Chacina do Pau D´Arco, Pará. (foto: Dinho Santos)

A era Temer já tem mais de cem assassinatos por conflitos agrários. Dados da Comissão Pastoral da Terra (CPT) mostram que já há 65 mortes confirmadas em 2017. E alguns casos ainda estão sob análise. Os demais assassinatos ocorreram em 2016, no período após a queda de Dilma Rousseff (PT), entre a interinidade e a efetivação de Michel Temer (PMDB) na Presidência da República.

Na manhã de 12 de maio de 2016, o Senado votou pela abertura do processo de impeachment. No mesmo dia, Dilma foi afastada para dar lugar a Temer. Dessa data até o fim do ano – conforme o De Olho nos Ruralistas apurou junto à CPT -, 35 pessoas foram assassinadas por causa de conflitos no campo. Mais da metade do total de mortos (61) daquele ano.

A situação piorou em 2017. Segundo dados parciais da CPT, divulgados em janeiro, no mínimo 65 pessoas foram assassinadas por lutarem pela reforma agrária e por seus territórios tradicionais. Esse número pode aumentar se outras dez mortes sob investigação se confirmarem como assassinatos políticos.

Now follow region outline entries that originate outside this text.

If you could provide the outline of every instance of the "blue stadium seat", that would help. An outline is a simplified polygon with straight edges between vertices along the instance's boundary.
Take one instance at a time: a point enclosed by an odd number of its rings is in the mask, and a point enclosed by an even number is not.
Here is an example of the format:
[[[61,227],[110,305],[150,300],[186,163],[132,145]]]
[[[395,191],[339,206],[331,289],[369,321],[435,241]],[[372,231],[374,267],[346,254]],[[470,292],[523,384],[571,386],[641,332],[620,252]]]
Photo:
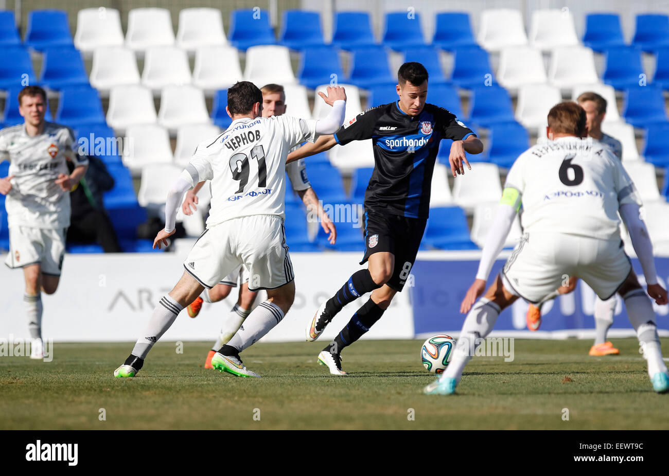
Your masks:
[[[356,48],[352,55],[353,66],[348,82],[363,89],[397,84],[397,79],[390,74],[388,54],[383,47]]]
[[[470,238],[467,217],[459,207],[430,209],[423,242],[440,249],[478,249]]]
[[[644,51],[669,46],[669,16],[659,13],[636,15],[632,44]]]
[[[284,10],[279,38],[280,44],[291,49],[325,44],[320,14],[316,11]]]
[[[21,37],[11,10],[0,10],[0,46],[19,46]]]
[[[416,62],[425,66],[429,74],[430,87],[448,82],[439,60],[439,51],[432,46],[417,46],[405,50],[404,61]]]
[[[385,30],[381,43],[395,50],[424,45],[420,14],[415,12],[409,16],[406,11],[386,13]]]
[[[458,47],[454,51],[453,62],[451,81],[460,88],[471,89],[484,86],[488,78],[492,84],[496,84],[488,51],[483,48]],[[488,74],[490,76],[486,76]]]
[[[508,92],[498,86],[475,88],[472,94],[472,112],[469,120],[483,127],[495,123],[514,122]]]
[[[211,120],[213,123],[225,130],[232,124],[232,119],[227,115],[227,90],[219,90],[213,96],[213,107],[211,108]]]
[[[39,82],[49,89],[88,84],[88,76],[78,50],[50,47],[44,51],[43,62]]]
[[[332,45],[343,49],[377,44],[372,23],[366,11],[340,11],[334,14]]]
[[[498,166],[508,168],[529,147],[530,136],[522,124],[506,122],[490,127],[488,156]]]
[[[634,127],[644,127],[653,122],[666,122],[667,114],[662,89],[654,86],[637,86],[627,90],[623,117]]]
[[[19,46],[0,48],[0,90],[21,89],[26,84],[35,84],[36,82],[33,62],[27,49]]]
[[[339,62],[339,53],[332,46],[306,47],[300,57],[297,74],[300,84],[316,89],[321,84],[329,84],[337,75],[337,82],[343,82],[344,72]]]
[[[605,67],[602,80],[617,90],[639,85],[644,74],[641,51],[632,46],[609,48],[605,53]]]
[[[56,122],[73,129],[83,125],[106,126],[98,90],[90,86],[64,88],[60,92]]]
[[[34,49],[58,46],[74,47],[68,13],[63,10],[33,10],[28,13],[25,44]]]
[[[642,155],[646,162],[656,167],[669,167],[669,122],[649,124],[646,126]]]
[[[230,43],[246,51],[250,46],[274,45],[274,33],[266,10],[235,10],[230,13]]]
[[[588,13],[585,15],[585,33],[583,44],[595,51],[624,46],[620,17],[617,13]]]
[[[464,46],[476,46],[469,13],[458,11],[437,13],[432,44],[449,51]]]

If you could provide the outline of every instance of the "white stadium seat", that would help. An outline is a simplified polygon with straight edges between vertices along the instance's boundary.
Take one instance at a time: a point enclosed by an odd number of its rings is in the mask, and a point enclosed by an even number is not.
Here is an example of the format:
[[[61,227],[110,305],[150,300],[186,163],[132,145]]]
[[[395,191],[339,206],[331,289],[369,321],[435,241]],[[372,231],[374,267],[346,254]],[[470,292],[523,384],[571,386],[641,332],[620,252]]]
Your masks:
[[[89,80],[100,94],[108,94],[114,86],[139,84],[139,70],[134,52],[122,46],[96,48]]]
[[[194,51],[202,46],[227,44],[217,8],[185,8],[179,12],[177,45]]]
[[[153,96],[144,86],[114,86],[110,90],[107,124],[117,132],[136,124],[153,124],[157,118]]]
[[[477,43],[486,49],[496,51],[507,46],[527,44],[527,35],[520,10],[484,10]]]
[[[134,8],[128,13],[126,45],[137,51],[154,46],[174,45],[174,30],[169,10]]]
[[[565,10],[535,10],[530,25],[530,44],[548,50],[579,43],[574,27],[574,15]]]
[[[122,46],[123,30],[118,10],[114,8],[84,8],[77,13],[74,46],[90,53],[101,46]]]
[[[191,86],[167,86],[161,96],[158,123],[177,132],[187,124],[209,124],[207,104],[202,90]]]
[[[195,51],[193,84],[211,94],[227,89],[244,78],[237,48],[231,46],[203,46]]]

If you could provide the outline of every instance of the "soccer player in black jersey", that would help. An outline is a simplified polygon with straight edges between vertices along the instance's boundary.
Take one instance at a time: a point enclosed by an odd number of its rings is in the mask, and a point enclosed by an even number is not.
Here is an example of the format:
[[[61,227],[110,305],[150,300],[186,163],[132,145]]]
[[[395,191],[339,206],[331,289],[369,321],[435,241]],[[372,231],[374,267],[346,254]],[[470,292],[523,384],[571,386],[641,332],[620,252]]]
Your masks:
[[[415,260],[427,223],[434,162],[442,139],[451,139],[453,176],[469,166],[465,152],[480,154],[483,144],[449,111],[425,104],[427,72],[420,63],[405,63],[397,72],[399,100],[360,113],[332,136],[322,136],[288,155],[288,161],[328,150],[335,144],[372,139],[375,166],[365,193],[367,269],[353,273],[337,293],[322,303],[306,329],[307,340],[318,338],[342,308],[372,291],[318,361],[334,375],[341,370],[342,349],[357,340],[401,291]]]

Este observatório mostrou no ano passado que, entre 1985 e 2016, mil 833 pessoas foram mortas por conflitos agrários: “Democracia já tem quase 2 mil assassinatos políticos no campo“. Com as 65 mortes de 2017, esse número chega a mil 898.

Cabe registrar que esses números não se referem a conflitos comuns (em decorrência de brigas entre trabalhadores rurais, por exemplo): referem-se a camponeses e lideranças assassinados em decorrência da disputa por terra. (pulsar/de olho nos ruralistas)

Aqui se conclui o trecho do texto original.